I understand all of it except for outline. For example, for

``````float outline = texture(TEXTURE, UV + vec2(-size.x, 0)).a;
``````

we look at the TEXTURE and shift each pixel a bit to the left bu using UV, and then we take the transparency of that with ‘.a’. All of that makes sense. What I don’t understand is why this is stored in a float? So here would be all my questions:

1. How could one float be used to represent all the pixels to the left? Wouldn’t a float just a single value like 1.0?
2. When we add all the other sides, how is that working? Don’t we just add individual floats like 1.0 + -1.0? I am really struggling to grasp how that could represent all the pixels.

(I guess along with that 3. Since there is no print function for shaders, is there any way I could print the values? I tried creating a uniform variable with get_shader_params in GDScript… but that didn’t work)

I am quite sure I have some more fundamental misunderstand how shaders work, would really appreciate someone helping! So many thanks in advance

About the debugging/printing, what I always did for debugging shaders is to make them return not their original value but instead the value I want to debug.

E.g. if you want to check only the value of “outline”, I’d change the last line to:

``````COLOR = vec4(outline, outline, outline, 1.0)
``````

That way, you can at least see the value (well, approximately anyway).
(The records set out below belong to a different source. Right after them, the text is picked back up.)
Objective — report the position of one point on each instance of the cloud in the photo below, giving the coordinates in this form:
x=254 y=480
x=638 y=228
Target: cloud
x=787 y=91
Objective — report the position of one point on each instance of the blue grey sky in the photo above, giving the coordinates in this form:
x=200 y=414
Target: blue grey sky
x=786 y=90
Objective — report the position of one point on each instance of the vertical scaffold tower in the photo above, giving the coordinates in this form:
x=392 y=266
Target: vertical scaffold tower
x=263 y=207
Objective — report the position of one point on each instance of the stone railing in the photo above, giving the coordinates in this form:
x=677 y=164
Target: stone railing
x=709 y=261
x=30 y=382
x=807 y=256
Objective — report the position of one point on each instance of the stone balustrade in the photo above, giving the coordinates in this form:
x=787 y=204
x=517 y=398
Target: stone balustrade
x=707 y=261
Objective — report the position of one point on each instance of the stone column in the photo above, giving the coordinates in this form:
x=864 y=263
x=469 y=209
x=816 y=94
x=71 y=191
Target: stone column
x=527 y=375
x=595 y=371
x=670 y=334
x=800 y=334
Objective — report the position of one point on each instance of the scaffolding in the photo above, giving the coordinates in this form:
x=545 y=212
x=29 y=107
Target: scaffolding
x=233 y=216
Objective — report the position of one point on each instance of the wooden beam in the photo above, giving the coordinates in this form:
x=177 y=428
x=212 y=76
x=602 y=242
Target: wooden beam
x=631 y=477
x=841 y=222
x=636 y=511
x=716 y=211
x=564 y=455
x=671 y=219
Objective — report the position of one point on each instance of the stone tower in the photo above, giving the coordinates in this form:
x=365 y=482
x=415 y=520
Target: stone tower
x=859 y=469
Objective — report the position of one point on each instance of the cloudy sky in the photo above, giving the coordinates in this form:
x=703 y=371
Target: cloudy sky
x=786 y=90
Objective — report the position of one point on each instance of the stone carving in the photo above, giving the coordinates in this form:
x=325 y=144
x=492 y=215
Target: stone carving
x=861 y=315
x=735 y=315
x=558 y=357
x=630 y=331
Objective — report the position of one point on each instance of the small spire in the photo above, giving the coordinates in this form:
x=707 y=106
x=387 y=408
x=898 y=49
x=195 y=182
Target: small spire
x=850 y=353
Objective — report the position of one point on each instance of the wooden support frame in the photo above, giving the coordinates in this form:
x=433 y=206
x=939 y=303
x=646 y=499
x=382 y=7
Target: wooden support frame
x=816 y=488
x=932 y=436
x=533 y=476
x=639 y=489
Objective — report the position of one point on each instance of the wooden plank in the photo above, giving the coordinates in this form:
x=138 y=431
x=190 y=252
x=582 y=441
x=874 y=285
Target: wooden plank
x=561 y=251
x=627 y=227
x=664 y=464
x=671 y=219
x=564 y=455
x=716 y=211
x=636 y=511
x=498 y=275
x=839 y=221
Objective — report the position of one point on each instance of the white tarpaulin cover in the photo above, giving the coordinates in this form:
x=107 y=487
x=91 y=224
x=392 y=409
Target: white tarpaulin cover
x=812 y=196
TheSHEEEP | 2020-11-25 13:51

First of all, make sure you realize that this method will work only for 2D sprites - this confused me first when trying to understand what’s going on. Trying to understand this by imagining what would be happening in a 3D scenario won’t work.
You really have to look at and imagine only the 2D area of the sprite.

For a sprite, you have to have an image that consists of the area that is supposed to be displayed (e.g. a character) and the area that is not supposed to be display (e.g. white background).
That background will have full transparency on all pixels - while every pixel of the character will have at least some opacity.
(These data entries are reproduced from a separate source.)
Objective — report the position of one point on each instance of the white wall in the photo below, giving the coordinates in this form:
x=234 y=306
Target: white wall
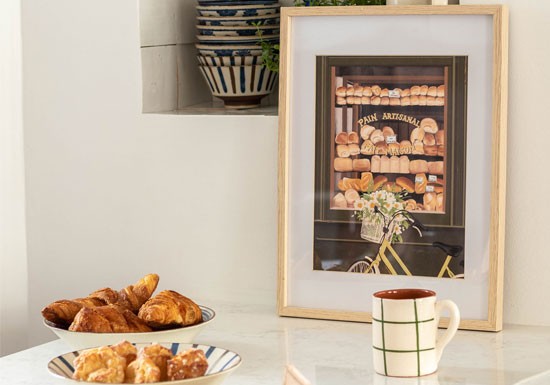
x=13 y=259
x=113 y=194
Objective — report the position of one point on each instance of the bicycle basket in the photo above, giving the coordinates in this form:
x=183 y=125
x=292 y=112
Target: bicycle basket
x=373 y=231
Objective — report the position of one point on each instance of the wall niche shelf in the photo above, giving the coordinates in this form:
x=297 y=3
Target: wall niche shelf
x=171 y=80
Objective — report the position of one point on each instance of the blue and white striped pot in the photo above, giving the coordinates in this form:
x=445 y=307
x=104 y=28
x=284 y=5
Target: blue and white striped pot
x=221 y=363
x=240 y=87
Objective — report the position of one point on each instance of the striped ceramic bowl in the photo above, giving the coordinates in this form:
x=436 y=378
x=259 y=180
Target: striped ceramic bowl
x=239 y=21
x=83 y=340
x=240 y=87
x=224 y=30
x=238 y=10
x=221 y=363
x=229 y=60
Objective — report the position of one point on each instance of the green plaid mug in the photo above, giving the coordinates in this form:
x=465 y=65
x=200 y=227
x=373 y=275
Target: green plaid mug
x=405 y=341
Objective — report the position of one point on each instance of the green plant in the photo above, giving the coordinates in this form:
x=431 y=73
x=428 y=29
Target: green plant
x=270 y=50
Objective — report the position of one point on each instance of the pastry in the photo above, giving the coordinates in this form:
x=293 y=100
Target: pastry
x=343 y=164
x=405 y=183
x=394 y=164
x=404 y=164
x=429 y=139
x=381 y=148
x=440 y=137
x=418 y=148
x=341 y=138
x=366 y=131
x=362 y=164
x=429 y=125
x=366 y=183
x=351 y=196
x=378 y=182
x=393 y=149
x=375 y=163
x=354 y=149
x=377 y=136
x=384 y=164
x=436 y=168
x=420 y=183
x=417 y=134
x=430 y=150
x=339 y=201
x=108 y=319
x=405 y=147
x=191 y=363
x=367 y=148
x=101 y=365
x=169 y=308
x=418 y=166
x=342 y=150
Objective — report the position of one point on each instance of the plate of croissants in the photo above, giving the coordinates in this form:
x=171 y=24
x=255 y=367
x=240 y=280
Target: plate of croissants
x=140 y=363
x=133 y=313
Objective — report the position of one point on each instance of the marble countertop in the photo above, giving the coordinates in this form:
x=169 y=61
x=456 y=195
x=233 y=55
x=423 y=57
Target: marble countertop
x=330 y=353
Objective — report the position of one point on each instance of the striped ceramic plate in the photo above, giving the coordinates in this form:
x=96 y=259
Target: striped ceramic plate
x=221 y=362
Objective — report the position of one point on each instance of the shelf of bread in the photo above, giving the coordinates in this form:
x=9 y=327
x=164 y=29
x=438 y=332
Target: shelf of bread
x=416 y=95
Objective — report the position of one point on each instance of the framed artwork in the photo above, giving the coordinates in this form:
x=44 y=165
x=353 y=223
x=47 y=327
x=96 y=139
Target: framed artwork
x=392 y=158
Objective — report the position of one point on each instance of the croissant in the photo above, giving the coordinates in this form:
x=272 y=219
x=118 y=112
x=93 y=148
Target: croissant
x=170 y=309
x=108 y=319
x=62 y=312
x=135 y=295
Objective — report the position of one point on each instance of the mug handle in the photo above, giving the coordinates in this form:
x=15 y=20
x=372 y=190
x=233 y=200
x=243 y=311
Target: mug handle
x=451 y=329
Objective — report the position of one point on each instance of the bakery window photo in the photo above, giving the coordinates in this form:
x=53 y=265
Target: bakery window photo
x=390 y=160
Now, what happens normally is that for each pixel of the sprite on the screen, the correct color value incl. alpha from the sprite’s image at that UV position is used unmodified.
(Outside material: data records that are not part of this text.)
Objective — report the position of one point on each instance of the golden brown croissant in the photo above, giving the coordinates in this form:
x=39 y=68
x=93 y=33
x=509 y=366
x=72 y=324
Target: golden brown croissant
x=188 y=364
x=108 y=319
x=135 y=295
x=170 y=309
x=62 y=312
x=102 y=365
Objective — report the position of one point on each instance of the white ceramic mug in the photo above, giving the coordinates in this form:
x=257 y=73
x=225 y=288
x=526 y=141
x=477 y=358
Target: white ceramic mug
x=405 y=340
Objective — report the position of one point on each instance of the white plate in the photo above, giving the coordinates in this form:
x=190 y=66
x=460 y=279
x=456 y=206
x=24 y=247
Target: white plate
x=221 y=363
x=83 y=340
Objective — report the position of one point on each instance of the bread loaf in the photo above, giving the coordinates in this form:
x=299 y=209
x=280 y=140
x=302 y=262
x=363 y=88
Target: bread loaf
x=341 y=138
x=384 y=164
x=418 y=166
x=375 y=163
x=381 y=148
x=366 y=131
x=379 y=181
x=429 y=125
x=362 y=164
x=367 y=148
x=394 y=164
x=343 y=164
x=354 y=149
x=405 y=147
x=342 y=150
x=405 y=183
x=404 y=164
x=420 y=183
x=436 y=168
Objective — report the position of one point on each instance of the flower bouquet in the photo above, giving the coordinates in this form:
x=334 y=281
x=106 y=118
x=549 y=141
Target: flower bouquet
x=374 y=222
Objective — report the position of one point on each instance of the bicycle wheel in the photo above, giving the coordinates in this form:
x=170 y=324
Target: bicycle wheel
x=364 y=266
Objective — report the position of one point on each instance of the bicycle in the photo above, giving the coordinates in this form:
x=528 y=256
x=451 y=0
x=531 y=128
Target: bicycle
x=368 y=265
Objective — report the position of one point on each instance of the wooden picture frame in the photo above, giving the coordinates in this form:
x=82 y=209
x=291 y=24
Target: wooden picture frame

This shader, however, also looks at eight pixels in the image around the UV position at a certain distance and accumulates their alpha value - and only their alpha value, nothing else.
As you said correctly, it’s just one value, not an entire color.
That the tutorial calls that value “outline” is quite misleading, IMO, as it only represents the outline’s inverse strength (the outline is actually stronger the lower the value of “outline”). Likewise, I’d have called the “size” variable “distance” as it is only used for that.

Anyway, what this accumulated alpha value “outline” does is represent how close to the character’s “border” (the area in the image close to the background with full transparency) the current pixel is.
The closer to the border, the more transparent the accumulated alpha value will be - because all those texture lookups around the current pixel will end up with a lot of very small alpha values closer to the border as they go into the background region of the image.

Later on, the “outline” variable is then used together with the normal alpha value at that pixel to determine how much of the original color and how much of the outline color is to be used.